I learned early on that making life decisions using the intellectual cement truck in my head was not time efficient. A tendency to see things in big pictures got in the way. I would end up lost in mazes of possibilities. Even though my rational mind sucked at focusing, I learned my unconscious was pretty dang awesome at it. I learned people with ADHD are more intuitive than those who aren’t. Maybe they can’t explain, but they can still know.

Greatest Strength. Greatest Weakness.

***

An example of this intuition happened my Freshman year of undergrad. I was enrolled as a Graphic Design student, and after one semester learned that I hated it. I was terrible at it.

“How about Art Education?” said my advisor.

I felt deflated, as if I was being pushed into a “softer” program because “I couldn’t hack it” in the militant design program. Yet on the first day, of my first art education class, I was struck by a cliché lightening bolt.

I felt home.

I felt like a teacher.

I thought like a teacher.

The readings we did, the projects we executed… everything felt natural… as if I was born to do this work. I wasn’t too weak to be a designer. I was a fish trying to hang out with birds. In an instant, I cut through all the possibilities and found the one with my name on it.

Leaving the tree and finding the pond didn’t happen by data analysis. It just felt much better being in water, so I trusted it. Early on, I realized this was the best way for me to make big decisions. Of course the greatest strength has a greatest weakness, and making decisions this way was scary because it wasn’t measurable. It wasn’t easy to conversate with friends at happy hour, or to parents on the phone why water felt better than air.

I found the older I became, the less I trusted my feelings as a compass. Why did you leave your family, amazing job, boyfriend and financial stability to move Austin and be a poor grad student?
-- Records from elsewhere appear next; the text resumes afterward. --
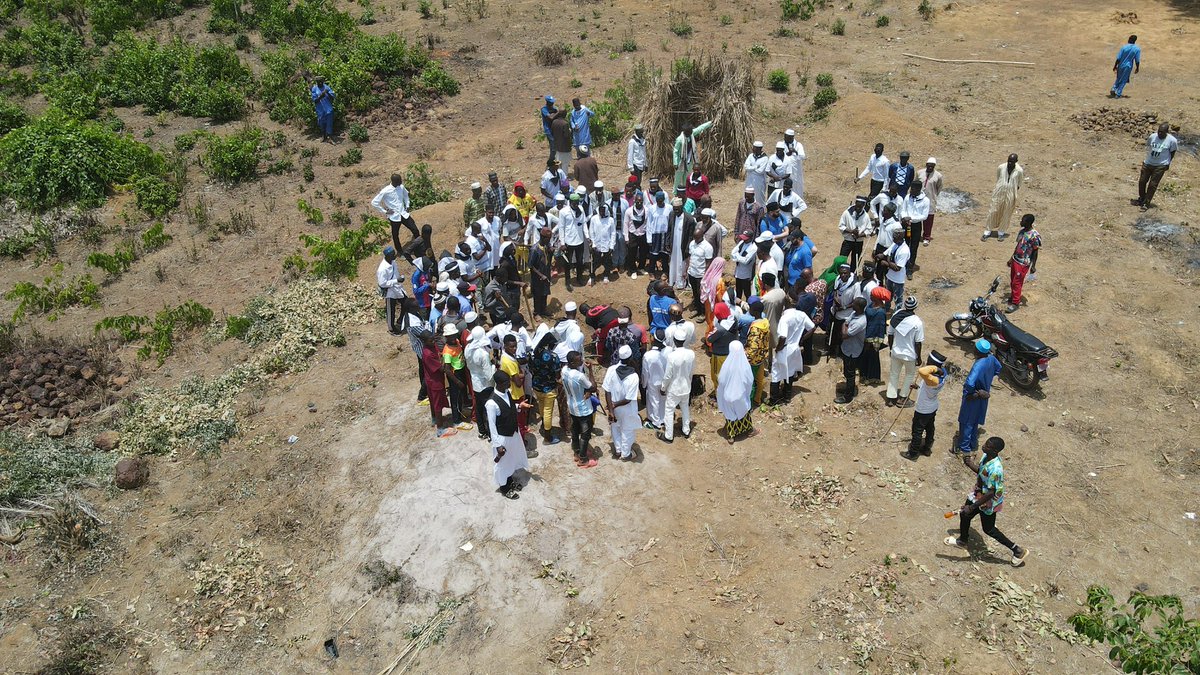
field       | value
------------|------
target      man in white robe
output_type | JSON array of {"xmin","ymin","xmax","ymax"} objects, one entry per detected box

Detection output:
[
  {"xmin": 979, "ymin": 153, "xmax": 1025, "ymax": 241},
  {"xmin": 484, "ymin": 370, "xmax": 530, "ymax": 500},
  {"xmin": 770, "ymin": 307, "xmax": 816, "ymax": 400},
  {"xmin": 604, "ymin": 345, "xmax": 641, "ymax": 461}
]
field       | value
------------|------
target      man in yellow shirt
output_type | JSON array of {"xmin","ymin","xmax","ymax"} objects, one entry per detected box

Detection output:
[{"xmin": 500, "ymin": 333, "xmax": 529, "ymax": 442}]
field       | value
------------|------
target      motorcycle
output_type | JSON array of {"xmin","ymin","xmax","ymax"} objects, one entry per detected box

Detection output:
[{"xmin": 946, "ymin": 276, "xmax": 1058, "ymax": 389}]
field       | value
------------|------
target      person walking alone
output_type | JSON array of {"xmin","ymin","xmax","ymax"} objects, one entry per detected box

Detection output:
[
  {"xmin": 979, "ymin": 153, "xmax": 1025, "ymax": 241},
  {"xmin": 1004, "ymin": 214, "xmax": 1042, "ymax": 313},
  {"xmin": 308, "ymin": 77, "xmax": 337, "ymax": 143},
  {"xmin": 944, "ymin": 436, "xmax": 1030, "ymax": 567},
  {"xmin": 1134, "ymin": 121, "xmax": 1180, "ymax": 211},
  {"xmin": 1109, "ymin": 35, "xmax": 1141, "ymax": 98}
]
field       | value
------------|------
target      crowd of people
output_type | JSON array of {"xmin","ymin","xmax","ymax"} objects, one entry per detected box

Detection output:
[{"xmin": 372, "ymin": 91, "xmax": 1070, "ymax": 563}]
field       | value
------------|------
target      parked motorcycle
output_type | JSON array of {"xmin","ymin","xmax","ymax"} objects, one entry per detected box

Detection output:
[{"xmin": 946, "ymin": 276, "xmax": 1058, "ymax": 389}]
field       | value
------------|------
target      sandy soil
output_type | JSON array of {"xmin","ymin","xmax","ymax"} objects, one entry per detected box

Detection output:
[{"xmin": 0, "ymin": 0, "xmax": 1200, "ymax": 673}]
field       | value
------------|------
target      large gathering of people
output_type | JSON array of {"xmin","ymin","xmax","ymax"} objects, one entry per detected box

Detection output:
[{"xmin": 372, "ymin": 76, "xmax": 1174, "ymax": 565}]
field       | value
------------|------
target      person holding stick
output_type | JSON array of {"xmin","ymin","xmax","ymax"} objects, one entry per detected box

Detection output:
[{"xmin": 943, "ymin": 436, "xmax": 1030, "ymax": 567}]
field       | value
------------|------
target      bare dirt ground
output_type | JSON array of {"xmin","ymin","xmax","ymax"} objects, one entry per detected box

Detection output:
[{"xmin": 0, "ymin": 0, "xmax": 1200, "ymax": 673}]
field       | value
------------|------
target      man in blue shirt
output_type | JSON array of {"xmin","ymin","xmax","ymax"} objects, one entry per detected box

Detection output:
[
  {"xmin": 569, "ymin": 98, "xmax": 595, "ymax": 150},
  {"xmin": 308, "ymin": 76, "xmax": 337, "ymax": 141},
  {"xmin": 888, "ymin": 150, "xmax": 917, "ymax": 193},
  {"xmin": 954, "ymin": 338, "xmax": 1002, "ymax": 454},
  {"xmin": 541, "ymin": 94, "xmax": 558, "ymax": 160},
  {"xmin": 1109, "ymin": 35, "xmax": 1141, "ymax": 98}
]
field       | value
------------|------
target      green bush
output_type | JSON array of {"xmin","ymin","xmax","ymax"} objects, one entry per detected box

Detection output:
[
  {"xmin": 812, "ymin": 86, "xmax": 838, "ymax": 110},
  {"xmin": 102, "ymin": 34, "xmax": 252, "ymax": 121},
  {"xmin": 0, "ymin": 110, "xmax": 163, "ymax": 210},
  {"xmin": 297, "ymin": 214, "xmax": 386, "ymax": 281},
  {"xmin": 779, "ymin": 0, "xmax": 816, "ymax": 22},
  {"xmin": 202, "ymin": 126, "xmax": 263, "ymax": 183},
  {"xmin": 337, "ymin": 148, "xmax": 362, "ymax": 167},
  {"xmin": 0, "ymin": 98, "xmax": 29, "ymax": 136},
  {"xmin": 347, "ymin": 121, "xmax": 371, "ymax": 143},
  {"xmin": 4, "ymin": 263, "xmax": 100, "ymax": 322},
  {"xmin": 133, "ymin": 175, "xmax": 179, "ymax": 217},
  {"xmin": 41, "ymin": 71, "xmax": 101, "ymax": 119},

A feeling? I waste a lot more time these days dissecting my feelings… looking for a way to do what I was not built to do… find proof that my feeling is trustworthy.

***

I would have really loved a class on this stuff. Not a test taking, worksheet filling, analyzing, memorizing, regurgitating class. What I would have loved was a teacher who asked us to think about this stuff.

The “following your heart” stuff.

“The opposite of one profound truth is another profound truth” stuff.

The “finding your identity” stuff.

Instead of memorizing the quadratic formula in Algebra– a skill I have yet to use outside the SAT and GRE– I would have loved one class on things unfit for a spreadsheet or district report card. Just one class, so that when I’m taking on the tough stuff,

the relationship stuff,

the identity stuff,

the who am I stuff,

my strengths and weakness stuff,

I can look back on my sixteen years of schooling and find something… anything deeper than the framework of a Haiku poem, the periodic table, or the fastest way to add fractions.